水滴やホコリの付着を防いでクリアな視界を維持するLotuTec撥水コーティングを採用。この優れたレンズ保護機能が、ボディの防水性能と相まって全天候型の野鳥観察・撮影をサポート。雨や水しぶきが舞うようなシーンでも安心して使用できる。

クリアで広い視野が魅力の高性能モデル「Victory SF」

希望小売価格(税込)
45万7,600円(8×32)、46万5,300円(10×32)
48万7,300円(8×42)、50万1,600円(10×42)
※2026年3月現在

●SPECIFICATION  ※8×32、10×32のみ

モデル8×3210×32
倍率10×
対物レンズ径(mm)3232
射出瞳径(mm)4.03.2
最短合焦距離(m)1.951.95
長さ(mm)152150
幅(PD65mm時/mm)112112
質量(g)600590

Victory SFはFLレンズなどのぜいたくな光学系を用いることで、光の透過率90%以上の非常にクリアで高解像の像質が得られる。下位モデルと見比べるとその差は歴然。Victory Pocketと比べるとサイズが大きく質量も600g前後となるが、オールラウンドに使えるモデルだ。野鳥観察においては8×32、10×32が使いやすい。

さらに広い視野を求めるなら8×42、10×42もあり、質量は790gとなる。撮影機材を持たず、観察が目的であれば選択肢となる。特に森林では野鳥との距離感に幅があり、視野の広さが観察のしやすさに直結するのでVictory SFが最適だ。

抜群の見やすさで野鳥を探しやすい

POINT 1|優れた操作性をかなえるSmartFocus機構

Victory SFはフォーカシング時の操作性の高さが魅力。双眼鏡を手に持ったときに指が自然に触れる位置にフォーカスダイヤルがあることで、素早く直感的にピント合わせが行える。森林など、野鳥との距離感の差が大きいシーンでも観察しやすい。

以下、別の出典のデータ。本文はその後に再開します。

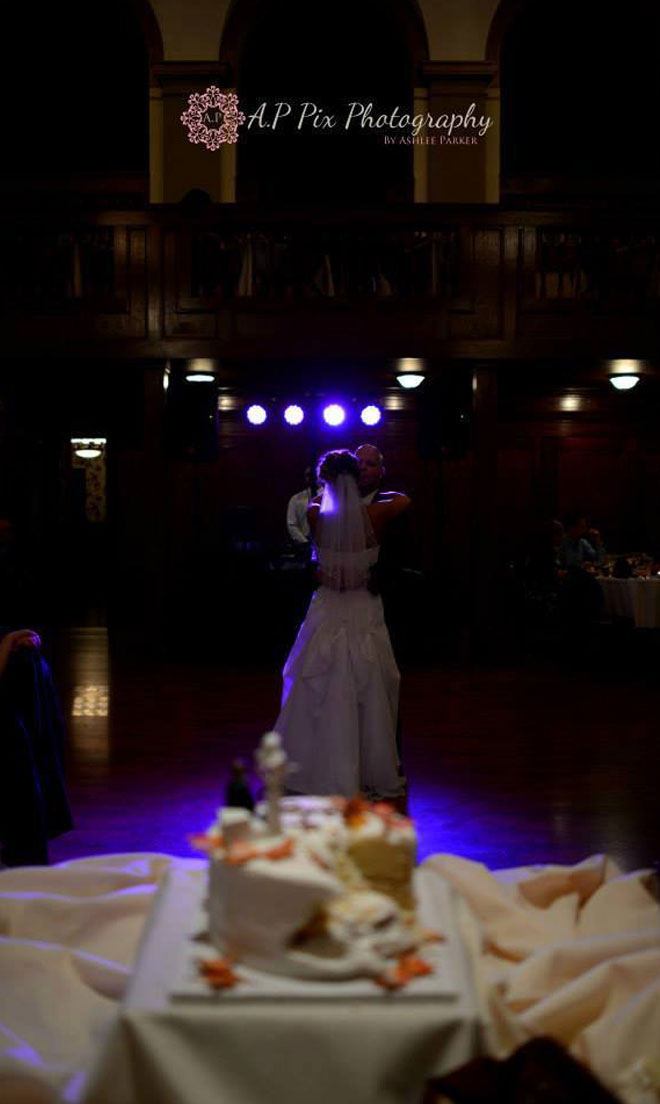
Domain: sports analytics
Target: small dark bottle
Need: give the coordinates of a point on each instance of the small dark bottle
(238, 794)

POINT 2|FLレンズと90%以上の透過率を誇る光学系

色にじみを効果的に補正するFLレンズを採用するほか、光の透過率が90%以上の光学系により、忠実な色みでクリアな見え味を実現。対物レンズ径がさらに大きいVictory SF 8×42、10×42は透過率が92%以上を誇り、抜けの良い視野が得られる。

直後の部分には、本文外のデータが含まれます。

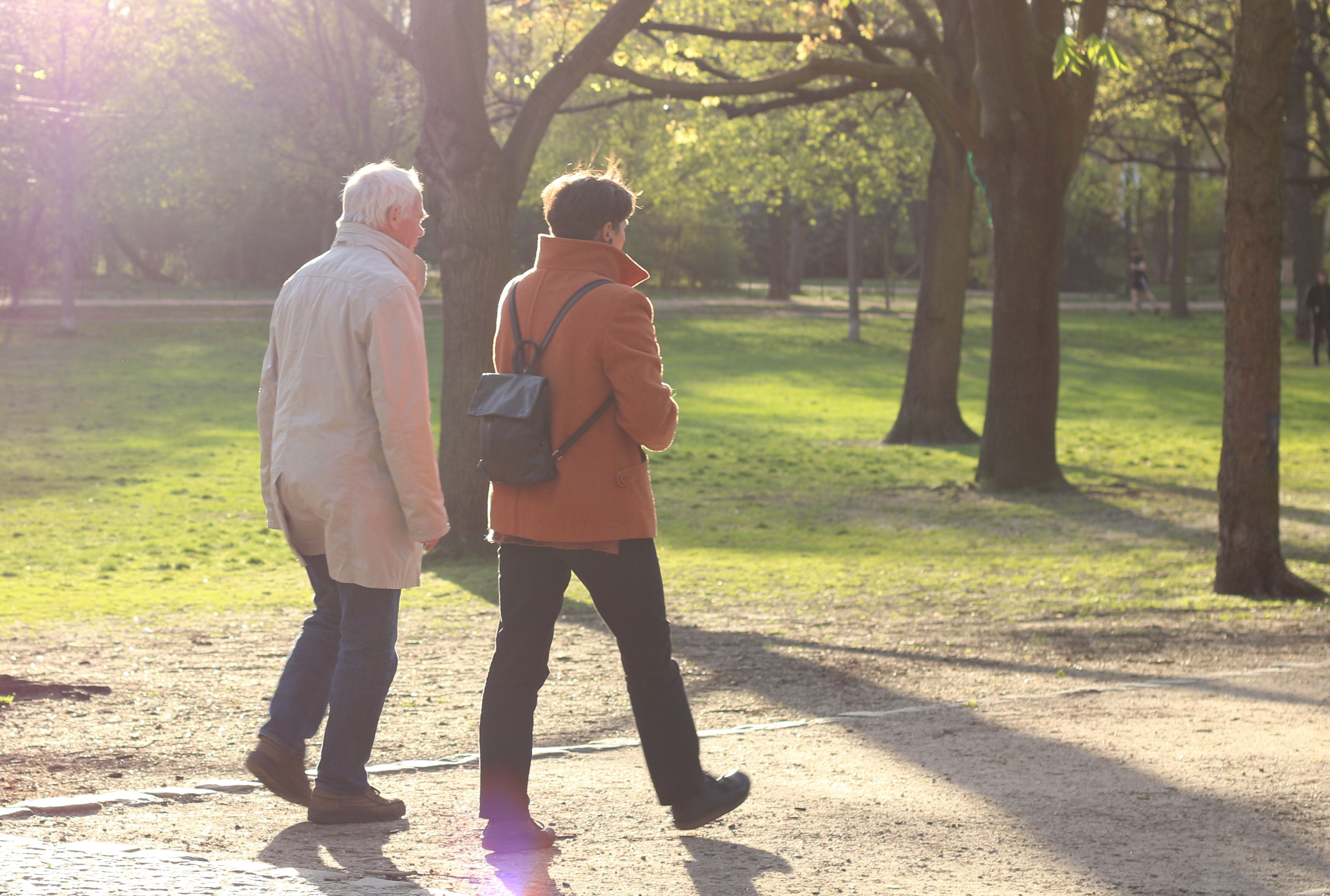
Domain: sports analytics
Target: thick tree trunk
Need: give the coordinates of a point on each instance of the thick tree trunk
(1301, 228)
(473, 205)
(799, 249)
(852, 264)
(1019, 445)
(929, 412)
(1179, 272)
(778, 258)
(1249, 559)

POINT 3|バランスの良い重心位置と疲れにくい軽量ボディ

重心の位置を接眼レンズ側に寄せることで重さのバランスを取り、長時間の観察でも腕が疲れにくい安定したホールド感を実現する。また、ボディに軽くて丈夫なマグネシウム合金を使うことで軽量化も図られており、機動力と堅牢性を高い次元で両立している。